孤独な公女~私は死んだことにしてください

 サフィニアがメイド長に連れられてやってきたのは、教会の正面で停車している馬車の前だった。
御者台には鷲鼻で目つきの鋭い男が乗っている。

「待たせたわね。ゲイル」

するとゲイルと呼ばれた御者がサフィニアを見おろした。その目つきがあまりに怖く、サフィニアの肩が小さく跳ねる。

「ハンナ、その子がサフィニアか? フン。随分とチビだな、しかも貧相な身なりだ」

するとメイド長――ハンナがゲイルを窘めた。

「ちょっと、ゲイル。仮にもこの子は公爵様の実子なんだよ。滅多なことを言うもんじゃないわよ。告げ口でもされたらどうするのさ」

「フン、構うものか。

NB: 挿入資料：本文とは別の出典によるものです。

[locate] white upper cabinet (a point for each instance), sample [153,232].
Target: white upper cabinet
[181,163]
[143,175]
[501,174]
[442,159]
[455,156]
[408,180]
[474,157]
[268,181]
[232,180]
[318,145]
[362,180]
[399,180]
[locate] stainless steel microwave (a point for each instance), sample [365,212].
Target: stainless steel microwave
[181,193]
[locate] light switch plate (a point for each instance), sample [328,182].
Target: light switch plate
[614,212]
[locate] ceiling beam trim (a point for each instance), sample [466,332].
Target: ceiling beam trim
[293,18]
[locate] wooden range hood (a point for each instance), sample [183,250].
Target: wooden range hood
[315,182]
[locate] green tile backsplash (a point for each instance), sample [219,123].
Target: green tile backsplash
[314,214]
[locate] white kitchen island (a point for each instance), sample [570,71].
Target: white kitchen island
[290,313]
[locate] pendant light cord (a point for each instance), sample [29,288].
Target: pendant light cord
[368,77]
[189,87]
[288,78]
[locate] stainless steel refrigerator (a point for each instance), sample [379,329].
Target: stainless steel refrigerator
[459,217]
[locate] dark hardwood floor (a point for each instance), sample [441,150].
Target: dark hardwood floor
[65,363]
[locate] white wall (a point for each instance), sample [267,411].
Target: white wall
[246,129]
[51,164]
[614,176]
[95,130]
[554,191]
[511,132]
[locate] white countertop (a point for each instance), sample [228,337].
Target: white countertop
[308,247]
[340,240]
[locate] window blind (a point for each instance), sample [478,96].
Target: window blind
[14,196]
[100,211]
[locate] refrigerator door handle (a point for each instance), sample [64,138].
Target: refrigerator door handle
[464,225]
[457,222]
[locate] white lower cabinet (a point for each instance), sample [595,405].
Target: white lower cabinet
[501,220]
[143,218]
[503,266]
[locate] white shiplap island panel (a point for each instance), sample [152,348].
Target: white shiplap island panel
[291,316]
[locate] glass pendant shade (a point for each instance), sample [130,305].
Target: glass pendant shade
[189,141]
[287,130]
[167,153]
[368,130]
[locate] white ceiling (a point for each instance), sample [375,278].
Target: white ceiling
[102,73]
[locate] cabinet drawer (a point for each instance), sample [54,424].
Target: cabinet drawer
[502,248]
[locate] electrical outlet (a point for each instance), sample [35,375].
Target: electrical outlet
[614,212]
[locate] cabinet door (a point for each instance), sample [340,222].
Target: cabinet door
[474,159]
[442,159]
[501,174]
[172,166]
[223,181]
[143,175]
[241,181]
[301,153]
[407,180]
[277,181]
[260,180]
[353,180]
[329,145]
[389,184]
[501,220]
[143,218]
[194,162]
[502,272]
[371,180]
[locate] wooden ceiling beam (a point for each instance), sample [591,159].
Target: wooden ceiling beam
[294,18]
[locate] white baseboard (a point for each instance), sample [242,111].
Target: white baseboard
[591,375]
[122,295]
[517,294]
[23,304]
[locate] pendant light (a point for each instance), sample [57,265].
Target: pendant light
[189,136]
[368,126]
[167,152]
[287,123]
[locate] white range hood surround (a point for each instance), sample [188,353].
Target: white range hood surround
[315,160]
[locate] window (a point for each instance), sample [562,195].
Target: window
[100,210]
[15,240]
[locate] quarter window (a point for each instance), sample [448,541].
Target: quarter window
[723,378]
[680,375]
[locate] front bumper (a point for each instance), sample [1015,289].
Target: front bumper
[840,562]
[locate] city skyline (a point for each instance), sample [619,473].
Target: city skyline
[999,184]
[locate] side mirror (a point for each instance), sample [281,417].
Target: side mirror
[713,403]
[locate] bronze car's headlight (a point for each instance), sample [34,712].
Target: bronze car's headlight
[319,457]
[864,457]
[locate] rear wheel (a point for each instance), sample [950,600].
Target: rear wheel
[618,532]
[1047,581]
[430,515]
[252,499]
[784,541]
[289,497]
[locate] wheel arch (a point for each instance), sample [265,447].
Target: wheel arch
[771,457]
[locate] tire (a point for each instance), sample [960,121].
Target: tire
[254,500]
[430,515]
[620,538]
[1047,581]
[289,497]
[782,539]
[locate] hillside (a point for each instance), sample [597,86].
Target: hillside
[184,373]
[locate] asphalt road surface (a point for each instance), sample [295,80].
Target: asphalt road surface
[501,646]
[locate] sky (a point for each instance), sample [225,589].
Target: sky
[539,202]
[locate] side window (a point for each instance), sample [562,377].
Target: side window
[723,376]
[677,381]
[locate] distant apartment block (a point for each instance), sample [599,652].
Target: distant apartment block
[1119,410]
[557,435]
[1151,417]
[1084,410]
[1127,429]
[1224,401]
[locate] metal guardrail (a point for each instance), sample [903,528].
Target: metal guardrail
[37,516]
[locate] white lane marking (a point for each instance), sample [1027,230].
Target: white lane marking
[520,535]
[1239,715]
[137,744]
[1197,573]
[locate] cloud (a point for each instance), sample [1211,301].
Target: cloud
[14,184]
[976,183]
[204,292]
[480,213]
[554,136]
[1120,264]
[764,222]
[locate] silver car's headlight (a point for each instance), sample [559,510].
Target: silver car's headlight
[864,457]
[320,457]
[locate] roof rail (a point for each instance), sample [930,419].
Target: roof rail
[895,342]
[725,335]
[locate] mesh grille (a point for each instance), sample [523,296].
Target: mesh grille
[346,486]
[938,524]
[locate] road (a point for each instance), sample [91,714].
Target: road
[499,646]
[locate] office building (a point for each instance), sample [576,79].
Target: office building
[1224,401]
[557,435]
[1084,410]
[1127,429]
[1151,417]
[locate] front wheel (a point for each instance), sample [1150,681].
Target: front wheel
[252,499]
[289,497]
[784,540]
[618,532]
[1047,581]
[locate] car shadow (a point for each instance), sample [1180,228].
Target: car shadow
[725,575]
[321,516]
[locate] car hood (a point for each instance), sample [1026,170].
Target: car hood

そのガキの母親は下級メイドだったんだぞ? それを考えると、御者である俺やメイド長のお前の方が立場が上だとは思わないか? 何しろ母親は旦那様に捨てられたも同然だからな」

「まぁ、言われて見れば確かにそうよね」

あろうことか、ゲイルとハンナは母親を亡くしたばかりのサフィニアの前でローズの悪口を言い始めたのだ。
当然の如く、まだ幼いサフィニアの心は酷く傷つけられ……目に涙が浮かぶ。

声をあげて泣きたい気持ちを、サフィニアは必死に耐えていた。

(泣いちゃ駄目……! 泣いたらママが心配して神様の所へ行けなくなっちゃう……)

サフィニアは先ほどの神父の言葉を信じ、大人たちが心無い言葉で自分を傷つけてくる状況を必死に耐えた。

「ん? このガキ、今にも泣きそうになっているぞ?」

ゲイルがサフィニアの様子に気付いた。

「あんたが妙なことを言ったからでしょう。それよりも早く屋敷に連れ帰らないと旦那様から叱責されてしまうわ。ほら、さっさと乗りなさい」

ハンナは扉を開けると、ぞんざいな態度でサフィニアに命ずる。

「うん」

サフィニアが馬車に乗り込むと、次にハンナが乗り込んで扉を閉めたところで馬車はガラガラと音を立てて走り始めた。

「さて、サフィニア様?」

ハンナがサフィニアに話しかける。

「な、何……?」

「いいですか? 先程私達が交わしていた話の内容……絶対に誰にも話してはいけませんよ? もし話したりしたら……屋敷に居られなくなりますよ。いいですね?」

「う、うん……」

強い口調で睨みつけてくるハンナに、サフィニアは震えながら頷いた。

「うん、ではありません。返事は、はいです。言ってごらんなさい」

「はい……」

今にも消え入りそうな声で返事をする。

(この人、怖い……。馬車を走らせているおじさんも怖いし……だ、だけど神父様の言いつけを守らなくちゃ。そうすれば素晴らしい道が開けるって言ってたもの……)

ハンナが怖くて、サフィニアはぬいぐるみを抱きしめた。
サフィニアは葬儀の時からずっと、ウサギのぬいぐるみを携えていたのだ。それはローズが作った手作りのぬいぐるみで、少女の宝物だったのだ。
するとハンナは顔をしかめて、ぬいぐるみを指さした。

「何ですか? その汚らしいぬいぐるみは。まさか、公爵邸に持っていくつもりじゃないでしょうね?」

「だって、このぬいぐるみ……ママが作ってくれた宝物だから……」

母親のことを思い出し、再びサフィニアの目に涙が溜まる。

「あぁもう! さっきからメソメソ泣いてばかりで辛気臭いですねぇ。いいですか? いくら泣いたって死んだ人は戻ってはこないのです。いい加減に泣くのはおよしなさい。卑しい下級メイドの娘のくせに、公爵邸で暮らせる許可を貰えたのですよ? 泣くのはおよしなさい! それにそんな汚らしいぬいぐるみを持ち込むなんて、公爵邸の品位が下がります。メイド長の私が許しませんよ。寄こしなさい! 焼却炉で燃やしてあげましょう」

ハンナは手を伸ばして、ぬいぐるみを奪おうとした。

「や! これだけは駄目っ!」

サフィニアはぬいぐるみを抱きかかえて、身を縮こませた。

「な、なんて生意気な子供なの……? いいから寄こしなさい!」

「いや! 私の宝物を取らないで!」

「私の言うことを聞きなさい! 寄こせっ!」

ハンナはサフィニアの小さな肩を掴んだ時。